This week marks a national celebration of AmeriCorps, presenting a great opportunity to recognize and honor this outstanding program.

Addressing our nation’s needs in education, the environment, public safety, emergency management and other human needs, national service programs like AmeriCorps utilize the tremendous power of citizens as change-agents in their communities.

With funding from the Corporation for National and Community Service and administration by Volunteer Florida, AmeriCorps members dedicate a year of their life to intensive community service in exchange for a small living stipend and college scholarship. The experience often leads to a life enriched by volunteering and in many cases, a career in nonprofits or public service.

Volunteer Florida currently administers funding for 1,366 AmeriCorps members serving our state in 28 programs, at well-known and respected nonprofits, faith-based and other community organizations. With a large emphasis on education, Florida’s AmeriCorps members served over 48,000 students in nearly 400 Florida schools in the past year.

Here in Okaloosa County, AmeriCorps members are serving in a program called “Ready to Intervene” at Northwest Florida State College. These AmeriCorps members provide support to K-5 students at 23 local schools through individual and small group tutoring on a regular basis, with 30-45 minute sessions 4-5 times per week per student.

AmeriCorps members serving with Goodwill Industries of the Big Bend are also providing services to Okaloosa County residents. This program is aimed at helping residents impacted by the economic downturn to access needed job training and supports. The program’s goal is to reach more than 200 clients in 12 counties, focusing on job training, resource connections, financial literacy and housing assistance.
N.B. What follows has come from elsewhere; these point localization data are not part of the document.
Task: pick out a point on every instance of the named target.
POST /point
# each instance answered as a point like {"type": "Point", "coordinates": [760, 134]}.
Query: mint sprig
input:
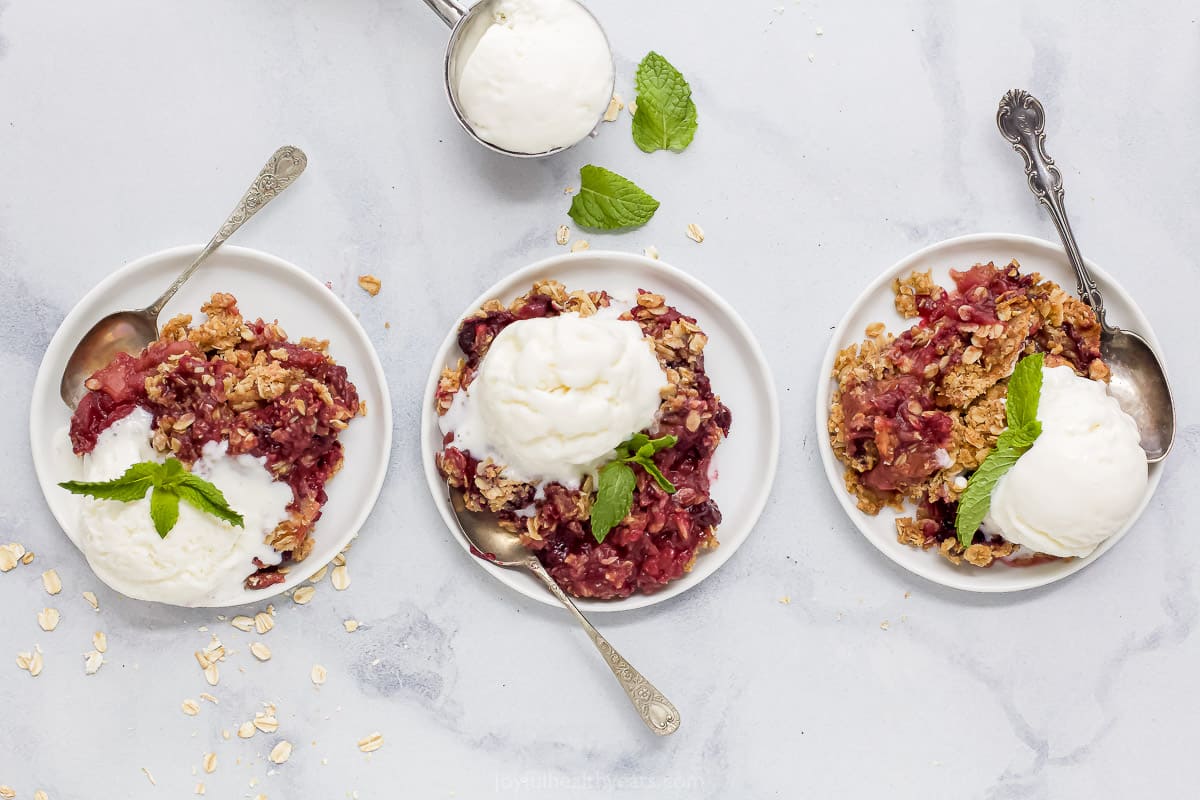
{"type": "Point", "coordinates": [168, 483]}
{"type": "Point", "coordinates": [610, 202]}
{"type": "Point", "coordinates": [1024, 428]}
{"type": "Point", "coordinates": [666, 114]}
{"type": "Point", "coordinates": [615, 492]}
Organizations like Northwest Florida State College and Goodwill apply and compete for AmeriCorps programs. Eligible organizations are required to provide matching funds between 24-50 percent for an AmeriCorps program, ensuring the program model is a sustainable one in which all parties are invested in success. Also, AmeriCorps members build capacity by recruiting additional volunteers for the sites where they serve — on average, one AmeriCorps member leverages six to 10 community volunteers.

This week celebrates the 80,000 men and women across our nation who engage in AmeriCorps every year, and the 3.4 million volunteers they mobilize. If you notice a local volunteer emblazoned with a signature AmeriCorps “A” on their sleeve, I hope you applaud them and their dedication to service.

Sam Seevers, the mayor of Destin, is a commissioner for Volunteer Florida, and serves on the Governor’s Commission on Community Service.